At the risk of being repetitive, I strongly agree with lownox. We manufacture steam boilers and if the water is DI or has purity greater than 2 Mega-Ohms then we construct the boiler from 316L. As we operate at 100 psi 4HP, no condensate return, using Schedule 40 pipe. With this setup if we use CS with DI we have noticed aggressive pitting in the boiler. Best of luck.
 
We have a small (20 gallon) electric boiler which we feed with DI water. At first we had problems with false low-level signals. The system uses a resistive probe to detect for presence of water and the DI water had high enough resistivity to make the boiler think there was no water present. The boiler company sent us a different probe which fixed the problem. Our boiler is 316 stainless steel.
 
Why not just use water softeners? Demineralizers are very expensive and wastewater licenses may be needed to regenerate them. At those Boiler(100-500psi) pressures DI water isn't neccessary. Usually 600psi and above DI water is needed particularly when using steam turbines where silica would be an issue and boiler water conductivity is more critical.
 
Trogdor
Do you have know the brand/type of probe control are you using?

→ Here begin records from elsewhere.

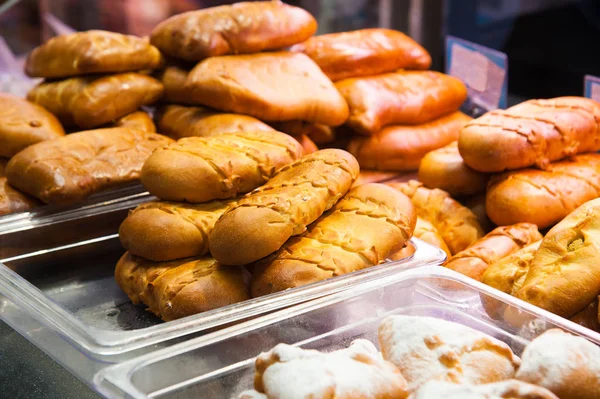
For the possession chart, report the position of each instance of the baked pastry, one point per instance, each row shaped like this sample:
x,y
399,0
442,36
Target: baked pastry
x,y
543,197
180,288
261,222
457,225
245,27
401,148
400,98
200,169
71,168
364,52
500,242
23,123
426,348
445,169
287,372
162,230
363,229
90,102
535,132
277,86
565,364
94,51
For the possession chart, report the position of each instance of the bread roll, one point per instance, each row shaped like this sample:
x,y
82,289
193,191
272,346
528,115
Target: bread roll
x,y
445,169
544,197
23,123
261,222
200,169
162,230
92,101
245,27
362,230
364,52
401,148
535,132
94,51
277,86
457,225
71,168
500,242
567,365
400,98
180,288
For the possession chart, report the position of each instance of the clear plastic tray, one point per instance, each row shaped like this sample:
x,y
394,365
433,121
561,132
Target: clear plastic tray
x,y
221,365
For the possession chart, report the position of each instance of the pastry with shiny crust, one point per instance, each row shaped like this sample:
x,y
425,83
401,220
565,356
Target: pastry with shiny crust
x,y
262,221
457,225
90,102
401,148
370,223
242,28
400,98
71,168
180,288
500,242
89,52
364,52
23,123
161,230
535,132
200,169
278,86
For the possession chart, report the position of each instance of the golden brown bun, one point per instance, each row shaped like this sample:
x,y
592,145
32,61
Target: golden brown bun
x,y
445,169
180,288
401,148
364,52
71,168
457,225
161,230
93,101
400,98
278,86
23,123
200,169
564,276
245,27
544,197
370,223
178,121
93,51
261,222
535,132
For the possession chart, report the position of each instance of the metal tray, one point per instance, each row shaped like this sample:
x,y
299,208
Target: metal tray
x,y
221,365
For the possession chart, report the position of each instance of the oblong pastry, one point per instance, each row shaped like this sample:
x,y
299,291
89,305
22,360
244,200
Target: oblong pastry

I always use floats on my small SS steam generators,
I can never make them work with probes.

CaptainKvar I use soft water and probes on 1000psi boilers/steam generators, I have not had any problems on conductivity.

genb
 
GenB,
I didn't mean you would have a problem with conductivity,
it just that water chemistry/treatment is more critical at higher steam pressures and demineralizers are nessary.